Heart Failure Clinical Records: Classification and Clustering Analysis

Abstract

Heart failure is a leading cause of mortality worldwide, with an estimated 64.3 million people affected globally. Early prediction of adverse outcomes using routinely collected clinical data can substantially improve patient management and resource allocation. This project applies both supervised and unsupervised machine learning techniques to the Heart Failure Clinical Records dataset (Chicco & Jurman, 2020) to predict patient mortality.
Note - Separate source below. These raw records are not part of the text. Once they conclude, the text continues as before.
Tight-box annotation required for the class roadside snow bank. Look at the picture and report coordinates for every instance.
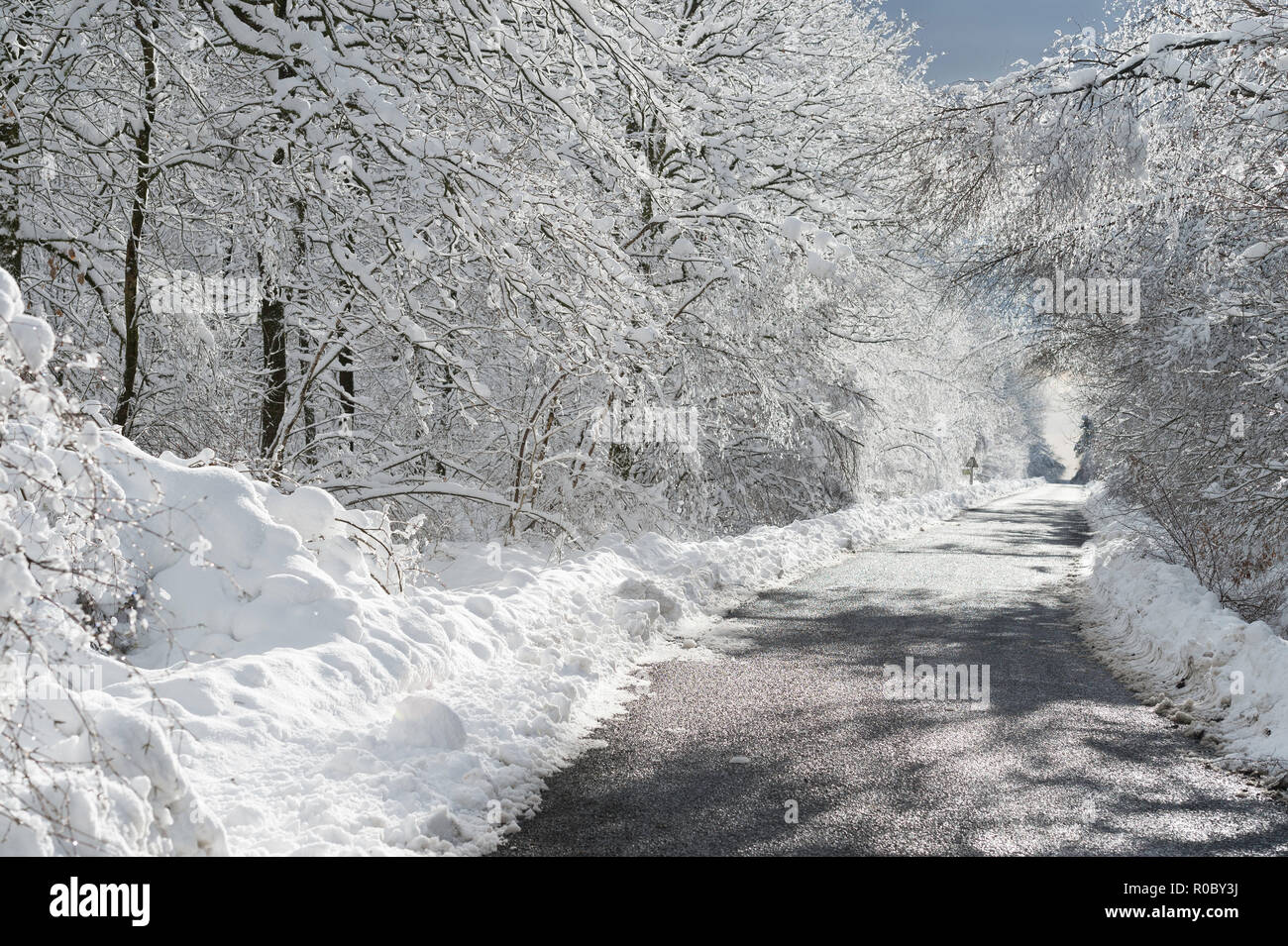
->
[0,378,1030,855]
[1083,490,1288,787]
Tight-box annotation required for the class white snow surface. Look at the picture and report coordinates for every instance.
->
[0,411,1030,855]
[1083,486,1288,786]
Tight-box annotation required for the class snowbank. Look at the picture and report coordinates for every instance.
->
[0,416,1027,855]
[1083,491,1288,787]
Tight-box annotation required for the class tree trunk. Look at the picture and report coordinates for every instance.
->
[112,13,158,431]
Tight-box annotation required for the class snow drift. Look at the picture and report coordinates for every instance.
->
[1083,491,1288,787]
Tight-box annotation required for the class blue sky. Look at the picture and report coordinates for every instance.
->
[885,0,1123,82]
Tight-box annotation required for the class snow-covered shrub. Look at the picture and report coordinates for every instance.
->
[0,270,220,855]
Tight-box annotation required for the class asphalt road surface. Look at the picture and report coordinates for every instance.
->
[499,485,1288,855]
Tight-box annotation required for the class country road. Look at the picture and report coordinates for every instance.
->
[498,485,1288,855]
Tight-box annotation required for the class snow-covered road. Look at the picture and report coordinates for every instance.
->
[502,485,1288,855]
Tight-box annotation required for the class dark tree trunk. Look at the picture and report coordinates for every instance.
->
[112,16,158,430]
[259,297,287,457]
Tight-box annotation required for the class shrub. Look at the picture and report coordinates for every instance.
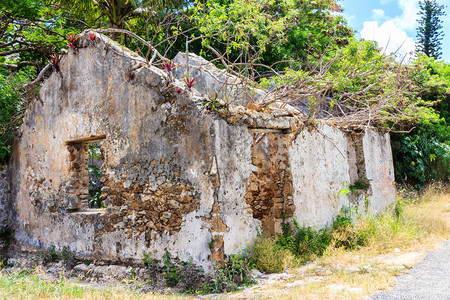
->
[251,236,299,273]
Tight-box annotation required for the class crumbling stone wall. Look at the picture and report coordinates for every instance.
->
[0,166,9,229]
[245,132,295,235]
[9,34,393,268]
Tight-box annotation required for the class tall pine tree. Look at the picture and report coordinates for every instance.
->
[416,0,446,59]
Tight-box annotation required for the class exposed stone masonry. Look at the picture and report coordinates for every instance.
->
[245,133,295,235]
[66,143,89,211]
[102,179,198,240]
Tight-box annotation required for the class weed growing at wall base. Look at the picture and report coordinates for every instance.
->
[252,187,450,272]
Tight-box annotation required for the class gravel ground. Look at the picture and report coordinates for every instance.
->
[370,241,450,300]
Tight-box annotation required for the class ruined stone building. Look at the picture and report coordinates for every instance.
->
[0,34,395,267]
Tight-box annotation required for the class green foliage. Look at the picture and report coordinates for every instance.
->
[206,248,255,293]
[277,220,331,261]
[416,0,447,59]
[262,207,373,272]
[348,178,371,192]
[39,246,76,267]
[0,67,34,164]
[251,236,299,273]
[393,134,450,187]
[0,226,14,246]
[87,143,103,208]
[391,56,450,188]
[187,0,353,71]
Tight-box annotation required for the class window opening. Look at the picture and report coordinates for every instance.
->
[87,142,105,208]
[66,135,106,212]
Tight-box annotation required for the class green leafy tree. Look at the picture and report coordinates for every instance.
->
[47,0,188,29]
[391,55,450,187]
[416,0,446,59]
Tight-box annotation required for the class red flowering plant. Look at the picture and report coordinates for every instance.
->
[184,76,197,90]
[67,33,80,50]
[161,60,179,82]
[50,53,61,72]
[88,32,95,41]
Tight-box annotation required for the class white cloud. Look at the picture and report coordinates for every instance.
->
[372,9,384,20]
[391,0,419,30]
[361,21,415,61]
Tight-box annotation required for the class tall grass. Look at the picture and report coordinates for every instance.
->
[0,270,192,300]
[253,187,450,272]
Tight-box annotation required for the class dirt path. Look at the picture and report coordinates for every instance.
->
[370,241,450,300]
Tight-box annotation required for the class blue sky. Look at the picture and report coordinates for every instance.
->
[339,0,450,63]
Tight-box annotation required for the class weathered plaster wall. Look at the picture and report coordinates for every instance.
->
[289,125,350,227]
[289,124,395,227]
[0,166,9,229]
[363,129,395,211]
[9,35,393,267]
[12,34,259,265]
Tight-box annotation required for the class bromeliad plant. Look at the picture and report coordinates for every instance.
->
[184,76,197,90]
[50,53,61,72]
[67,33,80,50]
[88,32,95,41]
[161,60,179,82]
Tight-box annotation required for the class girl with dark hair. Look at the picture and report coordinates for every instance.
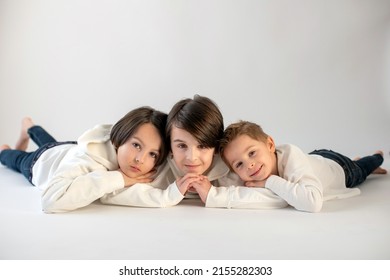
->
[100,95,287,209]
[0,107,167,213]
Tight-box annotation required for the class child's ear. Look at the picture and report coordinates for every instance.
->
[267,136,276,153]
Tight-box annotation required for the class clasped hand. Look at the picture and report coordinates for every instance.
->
[176,173,211,203]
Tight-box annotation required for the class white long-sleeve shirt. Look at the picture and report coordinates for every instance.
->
[265,144,360,212]
[32,125,125,213]
[100,156,287,209]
We implement and compare two deep learning classifiers — a Convolutional Neural Network (CNN) and a Long Short-Term Memory Recurrent Neural Network (LSTM-RNN) — alongside two unsupervised approaches — K-Means clustering and a custom Self-Organizing Map (SOM). A lightweight Random Forest model is also trained and exported for real-time inference through an interactive Streamlit web application.

Background

Cardiovascular diseases account for approximately 31% of all global deaths (WHO, 2021). Heart failure specifically occurs when the heart cannot pump sufficient blood to meet the body's needs. Timely prediction of patient outcomes following a heart failure episode is critical for clinical decision-making.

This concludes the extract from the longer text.